Czas parzenia herbaty jest tak samo ważny jak temperatura. Gdy herbata jest za długo parzona to oddaje to czego nie powinna, a gdy za krótko to za mało tego co ma dobrego. Często słyszę że herbata zielona jest gorzka i nie da się jej pić. No tak, producenci zaznaczają czasem nawet właściwą temperaturę, ale z czasem jest już gorzej zwłaszcza że zielone herbaty lubią być parzone wielokrotnie. Dobrze zaparzona herbata to taka która nie jest gorzka a jest mocna. Teraz też podzielę herbaty ze względu na czas parzenia. Większość grup będzie się pokrywać z tymi stworzonymi dla temperatury ale nie wszystkie. Poza tym większość herbat dobrze jest parzyć wielokrotnie i to też opiszę poniżej.

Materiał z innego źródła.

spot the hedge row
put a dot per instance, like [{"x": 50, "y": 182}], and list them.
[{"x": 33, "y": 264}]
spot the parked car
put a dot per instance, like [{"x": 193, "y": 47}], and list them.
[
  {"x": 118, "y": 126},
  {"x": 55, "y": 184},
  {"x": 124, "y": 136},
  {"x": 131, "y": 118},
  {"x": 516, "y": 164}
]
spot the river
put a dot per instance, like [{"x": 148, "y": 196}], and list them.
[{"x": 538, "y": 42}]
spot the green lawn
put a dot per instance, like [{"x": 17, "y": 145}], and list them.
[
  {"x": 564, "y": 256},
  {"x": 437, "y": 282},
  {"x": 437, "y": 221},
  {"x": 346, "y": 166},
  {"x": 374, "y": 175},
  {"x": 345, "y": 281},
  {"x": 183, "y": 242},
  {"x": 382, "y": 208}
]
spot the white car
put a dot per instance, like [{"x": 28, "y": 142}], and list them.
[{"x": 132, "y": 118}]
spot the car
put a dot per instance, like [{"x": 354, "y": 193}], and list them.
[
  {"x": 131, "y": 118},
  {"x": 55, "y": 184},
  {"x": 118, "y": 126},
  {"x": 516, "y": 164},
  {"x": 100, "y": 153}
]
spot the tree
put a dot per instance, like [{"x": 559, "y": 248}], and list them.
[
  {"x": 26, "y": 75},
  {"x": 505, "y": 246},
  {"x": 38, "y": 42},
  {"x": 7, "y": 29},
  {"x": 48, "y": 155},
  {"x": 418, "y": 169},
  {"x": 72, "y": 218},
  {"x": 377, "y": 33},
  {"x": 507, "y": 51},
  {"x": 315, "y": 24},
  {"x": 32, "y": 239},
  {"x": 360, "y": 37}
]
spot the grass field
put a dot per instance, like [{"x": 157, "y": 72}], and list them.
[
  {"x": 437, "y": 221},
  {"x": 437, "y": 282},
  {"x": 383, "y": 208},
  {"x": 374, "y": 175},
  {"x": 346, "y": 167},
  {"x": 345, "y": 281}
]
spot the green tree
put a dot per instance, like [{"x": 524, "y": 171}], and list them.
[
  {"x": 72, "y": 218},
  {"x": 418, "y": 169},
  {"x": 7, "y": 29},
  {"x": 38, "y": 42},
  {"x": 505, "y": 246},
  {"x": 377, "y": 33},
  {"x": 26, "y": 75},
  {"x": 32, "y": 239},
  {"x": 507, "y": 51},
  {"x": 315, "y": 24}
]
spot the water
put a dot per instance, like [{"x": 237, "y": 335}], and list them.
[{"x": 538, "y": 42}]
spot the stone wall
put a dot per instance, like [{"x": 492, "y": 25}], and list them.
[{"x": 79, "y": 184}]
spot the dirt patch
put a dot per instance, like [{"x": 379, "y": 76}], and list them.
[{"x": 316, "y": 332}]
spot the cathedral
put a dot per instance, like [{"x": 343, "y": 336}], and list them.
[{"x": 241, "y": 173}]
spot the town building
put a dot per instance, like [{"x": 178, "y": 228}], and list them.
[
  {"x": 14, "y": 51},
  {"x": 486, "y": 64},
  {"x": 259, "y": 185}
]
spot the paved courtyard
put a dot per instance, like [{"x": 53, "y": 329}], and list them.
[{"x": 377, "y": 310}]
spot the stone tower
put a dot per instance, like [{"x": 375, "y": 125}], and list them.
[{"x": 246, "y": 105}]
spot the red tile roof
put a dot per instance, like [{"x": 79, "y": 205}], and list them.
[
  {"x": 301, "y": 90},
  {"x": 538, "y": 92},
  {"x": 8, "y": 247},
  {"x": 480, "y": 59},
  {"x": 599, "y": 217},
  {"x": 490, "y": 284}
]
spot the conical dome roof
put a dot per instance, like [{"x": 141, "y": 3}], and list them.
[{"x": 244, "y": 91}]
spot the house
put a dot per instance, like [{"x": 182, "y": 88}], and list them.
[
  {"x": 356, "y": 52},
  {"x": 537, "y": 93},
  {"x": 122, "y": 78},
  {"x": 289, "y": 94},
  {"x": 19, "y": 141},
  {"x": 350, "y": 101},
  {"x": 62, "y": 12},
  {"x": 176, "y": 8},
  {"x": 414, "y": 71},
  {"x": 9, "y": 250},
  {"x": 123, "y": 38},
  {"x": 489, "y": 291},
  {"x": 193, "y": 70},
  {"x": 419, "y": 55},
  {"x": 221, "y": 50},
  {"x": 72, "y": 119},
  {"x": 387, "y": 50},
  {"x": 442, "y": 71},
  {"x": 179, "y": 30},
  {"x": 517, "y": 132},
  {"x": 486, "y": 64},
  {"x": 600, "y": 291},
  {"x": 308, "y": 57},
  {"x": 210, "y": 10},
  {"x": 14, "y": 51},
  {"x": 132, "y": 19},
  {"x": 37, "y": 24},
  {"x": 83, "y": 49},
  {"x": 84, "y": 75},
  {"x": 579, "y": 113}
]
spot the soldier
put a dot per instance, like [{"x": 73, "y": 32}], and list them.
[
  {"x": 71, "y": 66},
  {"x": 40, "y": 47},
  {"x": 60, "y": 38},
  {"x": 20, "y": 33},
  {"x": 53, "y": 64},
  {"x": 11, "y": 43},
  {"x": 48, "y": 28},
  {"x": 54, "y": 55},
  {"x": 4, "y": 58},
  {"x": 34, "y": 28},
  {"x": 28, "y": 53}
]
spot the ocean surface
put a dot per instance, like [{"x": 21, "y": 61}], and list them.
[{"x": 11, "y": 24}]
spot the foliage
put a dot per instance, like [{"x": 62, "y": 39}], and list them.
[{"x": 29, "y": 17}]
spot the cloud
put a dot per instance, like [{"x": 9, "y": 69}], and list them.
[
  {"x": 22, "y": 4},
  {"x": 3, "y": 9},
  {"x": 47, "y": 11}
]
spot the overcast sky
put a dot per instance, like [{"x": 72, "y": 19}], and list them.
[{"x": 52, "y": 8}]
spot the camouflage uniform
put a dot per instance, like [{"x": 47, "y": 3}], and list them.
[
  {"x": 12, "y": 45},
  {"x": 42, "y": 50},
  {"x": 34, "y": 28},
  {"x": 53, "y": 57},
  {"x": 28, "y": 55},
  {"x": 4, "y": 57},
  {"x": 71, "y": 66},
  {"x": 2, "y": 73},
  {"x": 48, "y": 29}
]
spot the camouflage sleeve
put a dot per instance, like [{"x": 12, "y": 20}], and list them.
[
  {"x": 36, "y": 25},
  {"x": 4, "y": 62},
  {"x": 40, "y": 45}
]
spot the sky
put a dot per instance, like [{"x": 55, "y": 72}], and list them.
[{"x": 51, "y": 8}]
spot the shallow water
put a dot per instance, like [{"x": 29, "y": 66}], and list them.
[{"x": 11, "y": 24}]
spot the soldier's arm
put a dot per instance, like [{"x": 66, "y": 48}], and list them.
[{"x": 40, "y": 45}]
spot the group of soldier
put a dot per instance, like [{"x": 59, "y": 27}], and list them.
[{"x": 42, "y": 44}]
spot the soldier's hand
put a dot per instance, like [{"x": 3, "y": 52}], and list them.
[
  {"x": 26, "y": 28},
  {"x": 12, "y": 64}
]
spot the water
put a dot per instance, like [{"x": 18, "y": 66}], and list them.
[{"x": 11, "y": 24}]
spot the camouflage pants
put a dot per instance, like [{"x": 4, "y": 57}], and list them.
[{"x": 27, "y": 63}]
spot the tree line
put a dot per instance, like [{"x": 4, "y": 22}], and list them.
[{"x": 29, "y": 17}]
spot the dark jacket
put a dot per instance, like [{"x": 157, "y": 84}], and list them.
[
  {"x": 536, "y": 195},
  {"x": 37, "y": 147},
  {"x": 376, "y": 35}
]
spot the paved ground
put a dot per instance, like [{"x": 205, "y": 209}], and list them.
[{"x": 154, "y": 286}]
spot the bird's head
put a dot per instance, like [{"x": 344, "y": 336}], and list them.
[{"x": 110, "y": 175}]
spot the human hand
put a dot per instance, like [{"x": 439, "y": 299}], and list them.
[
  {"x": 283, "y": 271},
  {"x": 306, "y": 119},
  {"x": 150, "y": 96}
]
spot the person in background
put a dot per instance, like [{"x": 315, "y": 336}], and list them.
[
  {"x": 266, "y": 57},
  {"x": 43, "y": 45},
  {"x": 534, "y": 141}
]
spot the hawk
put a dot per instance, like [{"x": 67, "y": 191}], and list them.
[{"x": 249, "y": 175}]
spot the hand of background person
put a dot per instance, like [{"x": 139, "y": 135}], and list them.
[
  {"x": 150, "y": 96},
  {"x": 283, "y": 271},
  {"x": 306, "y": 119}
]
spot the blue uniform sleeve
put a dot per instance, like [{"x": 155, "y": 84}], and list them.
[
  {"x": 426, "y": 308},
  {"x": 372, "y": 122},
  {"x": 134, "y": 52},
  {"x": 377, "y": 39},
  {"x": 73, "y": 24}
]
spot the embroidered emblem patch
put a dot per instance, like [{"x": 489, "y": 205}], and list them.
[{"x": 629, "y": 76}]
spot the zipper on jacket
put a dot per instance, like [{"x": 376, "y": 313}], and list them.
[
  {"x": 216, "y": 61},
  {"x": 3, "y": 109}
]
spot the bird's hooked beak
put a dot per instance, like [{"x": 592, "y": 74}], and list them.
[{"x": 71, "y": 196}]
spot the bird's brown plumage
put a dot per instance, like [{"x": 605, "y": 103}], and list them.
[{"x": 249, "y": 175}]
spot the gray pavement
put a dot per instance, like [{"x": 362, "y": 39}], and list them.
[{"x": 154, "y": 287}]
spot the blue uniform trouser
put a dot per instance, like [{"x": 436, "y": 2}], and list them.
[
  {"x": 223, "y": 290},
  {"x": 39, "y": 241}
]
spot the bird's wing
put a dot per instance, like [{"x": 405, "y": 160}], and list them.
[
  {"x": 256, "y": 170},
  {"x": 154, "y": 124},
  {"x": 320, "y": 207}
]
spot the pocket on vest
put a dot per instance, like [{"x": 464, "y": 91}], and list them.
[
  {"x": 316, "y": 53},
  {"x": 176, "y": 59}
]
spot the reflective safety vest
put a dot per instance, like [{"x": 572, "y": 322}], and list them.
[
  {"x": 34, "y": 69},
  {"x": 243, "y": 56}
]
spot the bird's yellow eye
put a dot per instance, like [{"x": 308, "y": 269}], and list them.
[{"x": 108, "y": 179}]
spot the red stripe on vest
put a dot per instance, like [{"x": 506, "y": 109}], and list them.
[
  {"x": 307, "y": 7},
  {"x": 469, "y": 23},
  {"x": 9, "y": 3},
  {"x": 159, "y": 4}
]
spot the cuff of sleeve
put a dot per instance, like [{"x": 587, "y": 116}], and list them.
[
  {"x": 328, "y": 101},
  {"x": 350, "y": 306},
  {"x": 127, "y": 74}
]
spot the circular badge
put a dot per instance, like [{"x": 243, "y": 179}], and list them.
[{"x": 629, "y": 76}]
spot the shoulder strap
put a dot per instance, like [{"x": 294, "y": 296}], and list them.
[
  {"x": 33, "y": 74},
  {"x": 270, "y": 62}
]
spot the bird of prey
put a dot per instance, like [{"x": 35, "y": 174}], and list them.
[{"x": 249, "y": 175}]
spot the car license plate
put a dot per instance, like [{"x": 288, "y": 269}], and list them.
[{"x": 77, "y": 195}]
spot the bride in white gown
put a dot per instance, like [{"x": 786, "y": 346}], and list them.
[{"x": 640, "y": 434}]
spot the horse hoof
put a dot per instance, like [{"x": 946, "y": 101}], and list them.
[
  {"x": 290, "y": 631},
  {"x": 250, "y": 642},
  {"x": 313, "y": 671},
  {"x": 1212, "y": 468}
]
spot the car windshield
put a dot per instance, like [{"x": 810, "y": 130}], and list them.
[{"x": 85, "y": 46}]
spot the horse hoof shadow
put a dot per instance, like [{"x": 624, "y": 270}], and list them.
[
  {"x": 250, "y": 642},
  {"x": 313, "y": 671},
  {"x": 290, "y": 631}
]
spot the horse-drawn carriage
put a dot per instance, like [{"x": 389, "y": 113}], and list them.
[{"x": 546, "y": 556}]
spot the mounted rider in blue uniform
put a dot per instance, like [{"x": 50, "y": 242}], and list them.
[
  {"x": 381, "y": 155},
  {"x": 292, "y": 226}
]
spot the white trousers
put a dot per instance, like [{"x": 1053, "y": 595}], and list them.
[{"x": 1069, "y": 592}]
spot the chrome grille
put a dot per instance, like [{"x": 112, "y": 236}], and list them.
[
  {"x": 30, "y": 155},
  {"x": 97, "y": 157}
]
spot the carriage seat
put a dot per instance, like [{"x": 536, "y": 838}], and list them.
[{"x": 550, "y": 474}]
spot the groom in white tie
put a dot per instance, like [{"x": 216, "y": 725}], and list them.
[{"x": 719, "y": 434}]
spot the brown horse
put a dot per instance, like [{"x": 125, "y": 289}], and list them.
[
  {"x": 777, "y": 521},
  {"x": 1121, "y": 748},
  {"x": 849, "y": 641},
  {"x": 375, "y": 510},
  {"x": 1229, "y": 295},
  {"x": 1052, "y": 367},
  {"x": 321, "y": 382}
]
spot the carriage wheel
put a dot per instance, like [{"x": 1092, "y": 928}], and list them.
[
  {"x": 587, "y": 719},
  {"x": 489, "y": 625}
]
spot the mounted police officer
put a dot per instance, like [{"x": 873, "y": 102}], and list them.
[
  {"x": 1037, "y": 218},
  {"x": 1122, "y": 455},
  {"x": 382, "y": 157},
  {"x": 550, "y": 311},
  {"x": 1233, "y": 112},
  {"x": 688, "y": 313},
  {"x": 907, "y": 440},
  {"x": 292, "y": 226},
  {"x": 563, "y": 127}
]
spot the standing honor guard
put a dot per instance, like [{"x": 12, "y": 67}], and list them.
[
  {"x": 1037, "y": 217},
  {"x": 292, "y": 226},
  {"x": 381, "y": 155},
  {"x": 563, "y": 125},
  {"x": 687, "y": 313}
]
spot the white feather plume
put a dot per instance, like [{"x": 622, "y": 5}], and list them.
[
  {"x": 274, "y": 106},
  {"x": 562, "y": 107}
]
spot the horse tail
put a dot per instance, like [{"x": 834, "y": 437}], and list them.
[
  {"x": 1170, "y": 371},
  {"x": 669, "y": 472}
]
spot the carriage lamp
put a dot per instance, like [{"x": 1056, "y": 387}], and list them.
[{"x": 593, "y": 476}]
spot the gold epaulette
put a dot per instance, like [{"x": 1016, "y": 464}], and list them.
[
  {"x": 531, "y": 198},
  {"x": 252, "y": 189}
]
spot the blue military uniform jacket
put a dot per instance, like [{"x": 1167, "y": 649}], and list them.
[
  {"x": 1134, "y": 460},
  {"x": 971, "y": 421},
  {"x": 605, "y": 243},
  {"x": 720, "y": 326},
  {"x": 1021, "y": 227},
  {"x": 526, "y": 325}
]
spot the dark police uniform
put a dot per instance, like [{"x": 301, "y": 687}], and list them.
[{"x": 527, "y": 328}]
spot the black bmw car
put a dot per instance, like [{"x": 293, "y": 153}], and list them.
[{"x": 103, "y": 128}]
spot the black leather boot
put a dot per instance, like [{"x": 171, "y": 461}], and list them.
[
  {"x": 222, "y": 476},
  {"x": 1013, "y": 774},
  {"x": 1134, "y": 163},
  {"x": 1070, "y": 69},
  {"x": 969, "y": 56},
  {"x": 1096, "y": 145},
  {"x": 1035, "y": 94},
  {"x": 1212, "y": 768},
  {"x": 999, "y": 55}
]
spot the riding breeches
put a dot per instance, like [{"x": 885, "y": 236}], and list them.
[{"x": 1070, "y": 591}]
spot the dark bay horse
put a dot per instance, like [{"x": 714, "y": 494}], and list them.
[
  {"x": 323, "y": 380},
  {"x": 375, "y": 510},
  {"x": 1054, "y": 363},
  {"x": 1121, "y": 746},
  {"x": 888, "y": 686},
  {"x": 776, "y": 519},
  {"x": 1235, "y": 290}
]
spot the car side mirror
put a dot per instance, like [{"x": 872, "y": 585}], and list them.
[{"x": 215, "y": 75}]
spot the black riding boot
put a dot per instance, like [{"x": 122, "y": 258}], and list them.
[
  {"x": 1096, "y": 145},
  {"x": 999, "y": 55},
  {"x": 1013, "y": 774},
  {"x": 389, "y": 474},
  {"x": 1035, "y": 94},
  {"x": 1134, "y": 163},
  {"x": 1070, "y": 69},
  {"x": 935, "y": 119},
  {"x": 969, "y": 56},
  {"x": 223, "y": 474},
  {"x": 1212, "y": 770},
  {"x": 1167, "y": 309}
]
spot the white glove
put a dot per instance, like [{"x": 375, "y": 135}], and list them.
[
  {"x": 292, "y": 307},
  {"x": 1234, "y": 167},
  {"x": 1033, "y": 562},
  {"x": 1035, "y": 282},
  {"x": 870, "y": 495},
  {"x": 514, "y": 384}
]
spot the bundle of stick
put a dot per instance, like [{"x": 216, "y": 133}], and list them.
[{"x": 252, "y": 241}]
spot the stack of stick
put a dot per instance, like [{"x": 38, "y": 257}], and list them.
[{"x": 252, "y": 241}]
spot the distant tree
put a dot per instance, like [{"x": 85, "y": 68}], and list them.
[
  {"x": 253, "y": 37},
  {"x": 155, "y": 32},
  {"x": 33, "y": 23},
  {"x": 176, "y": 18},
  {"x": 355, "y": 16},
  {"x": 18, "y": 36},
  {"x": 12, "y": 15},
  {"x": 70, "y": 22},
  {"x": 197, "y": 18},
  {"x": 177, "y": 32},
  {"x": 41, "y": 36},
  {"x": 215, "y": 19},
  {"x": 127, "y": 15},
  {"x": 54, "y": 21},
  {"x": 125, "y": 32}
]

Pierwsza grupa to najbardziej znane herbaty chińskie. Tutaj zaliczam: herbaty czarne (ogółem, bez rozdrabniania się na kraje pochodzenia), herbaty zielone (chińskie, wietnamskie, afrykańskie, ogółem grubo liściaste), herbaty białe i żółte, a na dokładkę Pu-Erhy. Nie ma tu jednego z kolorów a mianowicie herbat turkusowych a to dlatego że one wymagają innego traktowania. Ale do rzeczy, wymienione herbaty najczęściej parzy się po 2-3 razy, w szczególnych przypadkami można więcej. No i tu zaczyna się zabawa, bo każde parzenie ma inny czas. Pierwsze powinno mieć około 2 minut, kilka sekund wte czy wewte nie zrobi różnicy. Kolejne parzenie to już 2,5 minuty, a trzecie 3 minuty. Dlaczego tak? W ciągu 2 minut uwalnia się teina czyli to co pobudza w herbacie, później dołączają substancje które ją zabijają i powodują gorzki smak. Dlatego tak ważne jest oddzielenie liści od naparu w odpowiednim momencie. No dobra, jak nie ma w liściach tego co pobudza to po co pić kolejne parzenia? Warto dla innych substancji odżywczych zawartych w herbacie, zwłaszcza w przypadku Pu-Erhów.
Kolejna grupa to herbaty zielone japońskie (tutaj podłączę też koreańskie). Są one o wiele bogatsze w teinę niż chińskie więc wymagają ostrożniejszego traktowania, kilka sekund ma wielkie znaczenie. I tak pierwsze parzenie to około 1-1,5 minuty (drobniejsze herbaty wolą krótszy czas), potem 20-30 sekund, a na koniec 40-45 sekund. Te herbaty zdecydowanie łatwiej parzy się w mniejszych naczyniach np. czajniczkach kyusu. Pojemność około 300ml to ideał bo łatwo opróżnić naczynie w kilka sekund. Natomiast gdy herbata poleży dłużej w wodzie jest ohydnie gorzka i nie nadaje się do picia.
A teraz czas na oolongi. Ogólne zasady dotyczące oolongów (takie dla Europejczyków) to pierwsze parzenie 1,5 miunty (bez płukania) lub 1 minuta (z płukaniem), drugie - 20 sekund, trzecie - 45 sekund, czwarte - 1 minuta 20 sekund, piąte - 2,5 minuty. Można parzyć więcej razy ale za każdym razem należy zwiększać czas o około minutę. Ciemne oolongi nie są tak wymagające i można z nimi trochę mniej uważać, ale tez nie wolno ich parzyć w nieskończoność. Dla ciemnych oolongów wygląda to troszkę inaczej. Pierwsze parzenie 1 minuta, drugie - 45 sekund, trzecie - 1,5 minuty, a dalej jak w jasnych oolongach.
Jest jeszcze jeden sposób na dobre parzenie oolongów, pu-erhów i herbat mocno zwiniętych, ale o nim później gdy będę miała własny zestaw do Gongfu Cha.